Puisque la majorité des acteurs impliqués voient leurs revenus dépendre du nombre d'internautes qui profitent de leurs services, l'audience réalisée par leurs sites Web constitue un paramètre primordial. A ce niveau, l'Idate a choisi à de nombreuses reprises de faire confiance aux chiffres émanant du service Alexa (propriété d'Amazon), sans doute par défaut. Alexa effectue ses mesures à partir d'un échantillon d'internautes ayant installé sa toolbar, et n'a pas la légitimité d'un acteur professionnel de la mesure d'audience comme peut l'être ComScore. Il est même communément admis sur le Web que les chiffres Alexa présentent un intérêt pour les positions relatives (le site A réalise une audience supérieure à celle du site B), mais qu'ils sont bien plus contestables dans l'absolu (le site A réunit X millions d'internautes).

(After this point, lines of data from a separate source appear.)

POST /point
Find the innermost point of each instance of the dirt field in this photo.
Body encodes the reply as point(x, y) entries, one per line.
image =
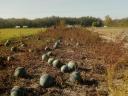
point(105, 63)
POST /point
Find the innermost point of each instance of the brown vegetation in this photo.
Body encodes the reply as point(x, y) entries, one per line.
point(98, 62)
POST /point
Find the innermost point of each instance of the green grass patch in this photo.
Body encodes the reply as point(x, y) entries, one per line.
point(16, 33)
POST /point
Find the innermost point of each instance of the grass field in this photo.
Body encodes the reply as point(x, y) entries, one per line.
point(15, 33)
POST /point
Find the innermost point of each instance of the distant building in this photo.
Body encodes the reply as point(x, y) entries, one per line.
point(17, 27)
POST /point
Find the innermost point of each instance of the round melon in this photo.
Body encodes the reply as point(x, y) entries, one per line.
point(14, 49)
point(44, 57)
point(46, 81)
point(20, 72)
point(50, 60)
point(56, 45)
point(72, 65)
point(75, 77)
point(56, 63)
point(18, 91)
point(49, 53)
point(64, 69)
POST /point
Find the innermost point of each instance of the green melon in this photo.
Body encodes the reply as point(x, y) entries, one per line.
point(64, 69)
point(56, 63)
point(75, 77)
point(46, 81)
point(14, 49)
point(72, 65)
point(49, 53)
point(18, 91)
point(45, 57)
point(50, 60)
point(20, 72)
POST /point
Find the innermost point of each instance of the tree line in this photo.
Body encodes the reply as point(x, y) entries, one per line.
point(87, 21)
point(50, 21)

Il est enfin de notoriété publique que le phénomène s'aggrave lorsqu'on s'intéresse aux audiences hors Etats-Unis.
Pondérés dès que possible par d'autres chiffres (Médiamétrie par exemple), ces chiffres d'audience sont ensuite associés à une estimation des tarifs pratiqués par les régies publicitaires actives dans le domaine pour arriver à une simulation de chiffre d'affaires publicitaire. Sont ensuite soustraits les commissions pratiquées par les intermédiaires chargés du paiement, puis les frais techniques, liés essentiellement à l'hébergement et à la bande passante pour ce qui est des plateformes de téléchargement.
Au terme de cette longue série de simulations, l'idate dresse le constat suivant : « Au final, le marché total de la consommation de services et sites de contenus en streaming et téléchargement direct (hors P2P), dans le périmètre de l'étude, sur un an glissant de contenus vidéos et musiques est donc de l'ordre de 51 à 72,5 million EUR en France ».

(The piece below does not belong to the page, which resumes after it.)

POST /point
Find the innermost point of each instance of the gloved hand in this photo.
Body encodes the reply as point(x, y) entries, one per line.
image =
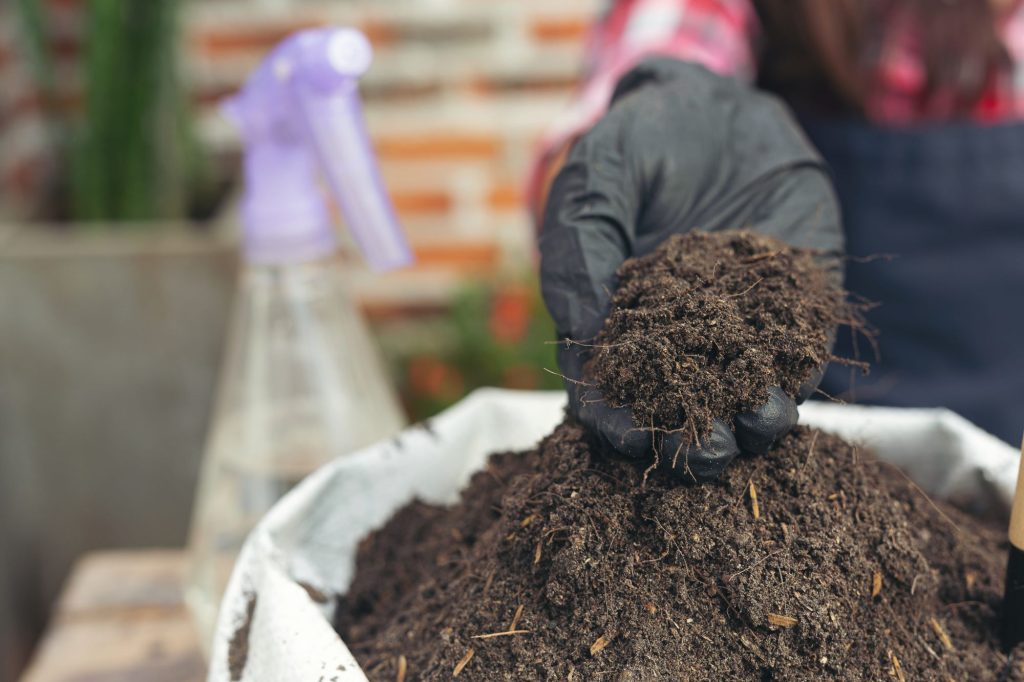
point(680, 148)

Le chiffre est immédiatement mis en perspective avec le marché légal, estimé à 177 millions d'euros sur un an (dont 109 millions pour la musique). Conclusion : le marché illégal représente un tiers du marché légal. Si l'on n'envisageait que la vidéo, l'Idate estime que « les marchés des contenus licites et illicites seraient presque de la même taille ». Défaut de ce tableau alarmant : chaque étape du raisonnement repose sur des simulations élaborées pour les acteurs « grands » ou « de taille moyenne », sans parler de la longue traîne des sites référents, ou des usages qui échappent à l'étude (outils de type Jdownloader, comptes partagés, « débrideurs », etc.). Le poids international de la plupart des acteurs concernés est quant à lui pondéré selon la règle suivante, à peine expéditive : calcul au prorata des revenus et dépenses globaux, en partant du principe que les internautes français représentent 10% de leur audience, puisque telle est la valeur avancée par Nielsen pour Megaupload.
L'exemple du site hong-kongais se révèle d'ailleurs peu concordant avec les chiffres avancés par l'Idate. D'après l'acte d'accusation élaboré par les autorités américaines, l'empire de Kim Dotcom aurait engrangé quelque 175 millions de dollars (133 millions d'euros) au cours de ses cinq années d'existence. Si 10% de cette somme proviennent de France, on arrive à environ 13 millions d'euros en cinq ans, peu compatibles avec les 2 à 2,8 millions d'euros de recettes mensuelles envisagés dans les simulations...
La dernière partie de l'étude s'intéresse enfin aux conséquences de la fermeture de Megaupload, suivie d'une vague de fermetures et de restrictions intervenue au niveau des alternatives illicites. Elle constate une réduction importante du streaming, et souligne que que « le téléchargement direct de contenus (...) est en voie de réorganisation plutôt que de régression, même si la qualité de service en termes de débits disponibles a nettement diminué depuis la fermeture de MegaUpload ».